Both Stedler and Brawley are soon finding spools and tangles of it everywhere, tugging and clipping to get it free, calling to each other to examine particularly good finds.
Scavenging has gotten tougher recently. The soaring price of copper means builders are now selling what they used to give away. It's forced Brawley and Stedler to buy more of their materials. But they don't complain too much; high prices are still a relative thing.
Brawley explains: "It's still cheap compared to, if we were painters, and we were going and buying oil paint. This is still garbage. It's just expensive garbage."
The truck bed begins to fill with plastic-coated wire, spirals of silver tubing, and a rusty pump nozzle Brawley's become enchanted with. He's not sure how they'll use it though, maybe string a few together, create some sort of industrial skeleton.
All this trash comes laden with meaning for Brawley. As he sees it, makes art from cast-offs is his connection to American culture.
"If you take a broad view of what our culture produces, this is what we produce at the highest rate. If there's one thing we do well," he says, gesturing at towering walls of crushed cars and abandoned machines, "this is it."
When the scrap yard closes at four, Brawley and Stedler hit the streets in full hunter-gatherer mode.
Their meandering route through Wilmington follows a mental map of promising dumpsters, remembered scrap heaps, and bemused construction crews. While wandering through an open industrial yard, they get accused of violating Homeland Security. Across town, the artists case the construction site for the new police headquarters, but decide on prudence. And the whole way, they reminisce about the great hauls - computer cords from the library basement, endless cables from Time Warner, the summer all their friends kept leaving garden hoses at their back gate.
If this is art-making, it's certainly a lot of fun.
Fun was less in evidence when Brawley and Stedler actually began to install their work at the Cameron earlier this week. Now it's all about tired fingers, aching backs, and sleep deprivition. In name of performance, Stedler and Brawley have actually moved into the museum.
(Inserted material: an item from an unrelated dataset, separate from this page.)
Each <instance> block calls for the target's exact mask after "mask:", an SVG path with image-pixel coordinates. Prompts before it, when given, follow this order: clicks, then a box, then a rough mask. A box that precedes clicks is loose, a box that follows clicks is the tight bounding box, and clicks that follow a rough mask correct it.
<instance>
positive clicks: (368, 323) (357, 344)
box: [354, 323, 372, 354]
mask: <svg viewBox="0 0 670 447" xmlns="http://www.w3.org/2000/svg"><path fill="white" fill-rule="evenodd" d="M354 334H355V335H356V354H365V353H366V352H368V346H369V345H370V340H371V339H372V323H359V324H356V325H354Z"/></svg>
"This is a whole new definition of resident artist," Stedler groans, "stumbling to the bathroom to brush our teeth in the morning. Saying hello to the security guards."
It all seems a little wantonly bizarre, especially since the artists only live a few minutes away from the museum. But as he stands on a ladder, threading barbed-wire through a chandelier of cast-offs, Brawley argues the point isn't to behave in an 'arty' way, but to bring the heady creation of art down to a daily level.
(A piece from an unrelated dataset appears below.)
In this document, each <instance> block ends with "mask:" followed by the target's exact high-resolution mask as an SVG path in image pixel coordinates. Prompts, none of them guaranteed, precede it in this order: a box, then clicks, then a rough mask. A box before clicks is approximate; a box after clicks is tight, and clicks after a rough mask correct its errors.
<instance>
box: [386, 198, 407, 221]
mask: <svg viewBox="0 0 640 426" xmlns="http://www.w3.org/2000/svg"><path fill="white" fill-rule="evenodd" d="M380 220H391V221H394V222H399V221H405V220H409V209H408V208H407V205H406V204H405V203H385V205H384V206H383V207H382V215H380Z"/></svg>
"It demystifies it in a way that is more straightforward," he says, "and it takes the mystery out of it that there's this genius and they go out into the wilderness and they wrought genius from the paint and all that crap, crap, crap. It's total crap."
The sculptures Stedler and Brawley are creating embody all these ideas - they're giant, bulbous, strange, and playful. They show off their scrap-pile origins and the endless labor of the artists' hands. They ask to be touched and bent, to keep the process of creation going. And they're mortal. The fate of this artwork was sealed on that first trip to Horton's iron and metal.
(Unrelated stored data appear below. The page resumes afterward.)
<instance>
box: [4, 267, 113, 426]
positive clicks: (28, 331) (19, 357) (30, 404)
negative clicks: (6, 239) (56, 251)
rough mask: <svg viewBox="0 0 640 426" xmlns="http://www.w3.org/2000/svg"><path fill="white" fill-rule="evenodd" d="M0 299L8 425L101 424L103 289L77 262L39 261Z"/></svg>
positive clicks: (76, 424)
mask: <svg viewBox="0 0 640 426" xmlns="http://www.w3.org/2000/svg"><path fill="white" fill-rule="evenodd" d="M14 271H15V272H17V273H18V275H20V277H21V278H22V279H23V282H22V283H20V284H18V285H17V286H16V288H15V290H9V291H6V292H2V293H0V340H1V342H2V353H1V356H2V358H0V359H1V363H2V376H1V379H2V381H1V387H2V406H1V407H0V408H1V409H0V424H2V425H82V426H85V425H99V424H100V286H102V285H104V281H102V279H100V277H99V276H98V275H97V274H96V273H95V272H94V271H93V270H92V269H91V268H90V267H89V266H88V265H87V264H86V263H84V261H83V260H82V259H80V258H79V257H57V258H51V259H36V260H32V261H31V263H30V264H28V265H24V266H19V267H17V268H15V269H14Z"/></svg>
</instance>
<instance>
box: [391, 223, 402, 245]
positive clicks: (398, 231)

It was then that the artists made a deal with Terry Horton - all the materials they've taken for this project were free, on the condition that everything come back in the end. As scrap.
Which is exactly how Brawley and Stedler want it.
As Stedler explains it, "You can't make new art with old art sitting around. So we purge often. It's just art. It's alright to chuck it."
Stedler says she hopes in the end to persuade the crane operators to let her be the one to smash their towering sculpture. It will be the final step in their process.